April 29, 2014
Flood warnings have been issued around Virginia, and AAA Mid-Atlantic is warning drivers to be careful with flooded roadways.
Data from the National Weather Service shows that nearly half of all flash flood fatalities are vehicle-related.
Officials say even slow-moving water can pose a serious threat. Six inches of fast-moving flood water can knock a person off his or her feet, and most cars will float (and be swept away) in only 18-24 inches of moving water. Trucks and SUVs offer little addition protection.
The safest practice during a flood or flash flood is to avoid driving onto water-covered roadways, even if the water depth appears low. Water depth is very difficult to estimate on roads, especially at night, when many flood deaths occur.
In the case of a flash flood, waters rise very quickly. Water that covered a road by only 6 inches at one moment could easily be 2 to 3 feet deep just seconds later.

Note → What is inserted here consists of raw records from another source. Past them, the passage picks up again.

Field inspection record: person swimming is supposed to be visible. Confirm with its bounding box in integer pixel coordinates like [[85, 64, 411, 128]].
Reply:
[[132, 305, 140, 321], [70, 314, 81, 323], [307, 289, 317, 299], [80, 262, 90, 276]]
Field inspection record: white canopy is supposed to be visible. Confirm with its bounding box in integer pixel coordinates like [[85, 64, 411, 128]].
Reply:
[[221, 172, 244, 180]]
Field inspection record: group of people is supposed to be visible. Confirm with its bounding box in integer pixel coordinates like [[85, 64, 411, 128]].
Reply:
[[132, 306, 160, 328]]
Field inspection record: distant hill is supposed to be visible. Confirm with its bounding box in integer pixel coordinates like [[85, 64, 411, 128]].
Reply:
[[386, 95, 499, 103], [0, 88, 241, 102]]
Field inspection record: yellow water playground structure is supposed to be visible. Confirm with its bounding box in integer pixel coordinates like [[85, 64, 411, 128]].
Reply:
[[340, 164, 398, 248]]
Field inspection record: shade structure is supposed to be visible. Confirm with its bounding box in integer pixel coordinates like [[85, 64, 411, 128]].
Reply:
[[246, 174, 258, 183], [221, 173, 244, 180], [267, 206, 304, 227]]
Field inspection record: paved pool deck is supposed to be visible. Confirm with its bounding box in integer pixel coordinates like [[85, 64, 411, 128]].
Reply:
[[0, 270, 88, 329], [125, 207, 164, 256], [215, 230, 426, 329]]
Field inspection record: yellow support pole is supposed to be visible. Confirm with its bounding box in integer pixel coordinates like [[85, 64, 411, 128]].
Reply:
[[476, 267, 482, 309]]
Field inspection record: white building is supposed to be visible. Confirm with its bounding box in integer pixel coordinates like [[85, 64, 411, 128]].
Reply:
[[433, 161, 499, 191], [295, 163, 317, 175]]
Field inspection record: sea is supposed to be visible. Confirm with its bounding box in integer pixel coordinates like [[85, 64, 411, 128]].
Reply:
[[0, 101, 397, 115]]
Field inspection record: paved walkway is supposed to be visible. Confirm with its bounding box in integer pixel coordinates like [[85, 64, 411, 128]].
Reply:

Escaping from a vehicle once flood waters have carried it away is very difficult, and in some cases nearly impossible. Among the problems: water pressure on the outside of the vehicle prevents occupants from opening doors; the vehicle could overturn into a ditch or ravine and become inundated; and even if a person were able to get out of the vehicle, the strong current and undertow of the flood waters would likely be too much to overcome in attempting to swim to safety.
If your car stalls in a flooded area, do not remain in the car. Abandon it as soon as possible and seek higher ground. Floodwaters can rise rapidly and sweep a car (and its occupants) away. Many deaths have resulted from attempts to move stalled vehicles.